Choose a Time Series ID

Choosing a Time Series ID is like choosing a partition key for a database. It's an important decision that should be made at design time. You can't update an existing Time Series Insights Preview environment to use a different Time Series ID. In other words, when an environment is created with a Time Series ID, the policy is an immutable property that can't be changed.


The Time Series ID is case-sensitive and immutable (it can't be changed after it is set).

With that in mind, selecting the appropriate Time Series ID is critical. When you select a Time Series ID, consider following these best practices:

  • Pick a property name that has a wide range of values and has even access patterns. It’s a best practice to have a partition key with many distinct values (for example, hundreds or thousands). For many customers, this will be something like the DeviceID or SensorID in your JSON.
  • The Time Series ID should be unique at the leaf node level of your Time Series Model.
  • A Time Series ID property name character string can have up to 128 characters, and Time Series ID property values can have up to 1024 characters.
  • If some unique Time Series ID property values are missing, they are treated as null values, which take part in the uniqueness constraint.

Additionally, you can select up to three (3) key properties as your Time Series ID.


Your three (3) key properties must be strings.

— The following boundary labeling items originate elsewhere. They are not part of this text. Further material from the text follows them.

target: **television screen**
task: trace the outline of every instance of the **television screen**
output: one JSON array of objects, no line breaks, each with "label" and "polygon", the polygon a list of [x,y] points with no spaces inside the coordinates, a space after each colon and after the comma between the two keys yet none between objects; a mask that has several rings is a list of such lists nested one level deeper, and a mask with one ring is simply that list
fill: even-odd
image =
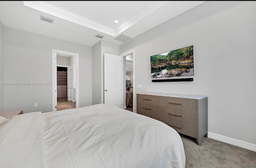
[{"label": "television screen", "polygon": [[150,56],[151,78],[194,75],[193,46]]}]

The following scenarios describe selecting more than one key property as your Time Series ID:

Scenario 1

  • You have legacy fleets of assets, each with a unique key.
  • For example, one fleet is uniquely identified by the property deviceId and another where the unique property is objectId. Neither fleet contains the other fleet’s unique property. In this example, you would select two keys, deviceId and objectId, as unique keys.
  • We accept null values, and the lack of a property’s presence in the event payload counts as a null value. This is also the appropriate way to handle sending data to two different event sources where the data in each event source has a unique Time Series ID.

Scenario 2

  • You require multiple properties to be unique within the same fleet of assets.
  • For example, let’s say you're a smart building manufacturer and deploy sensors in every room. In each room, you typically have the same values for sensorId, such as sensor1, sensor2, and sensor3.
  • Additionally, your building has overlapping floor and room numbers across sites in the property flrRm, which have values such as 1a, 2b, 3a, and so on.
  • Finally, you have a property, location, which contains values such as Redmond, Barcelona, and Tokyo. To create uniqueness, you would designate the following three properties as your Time Series ID keys: sensorId, flrRm, and location.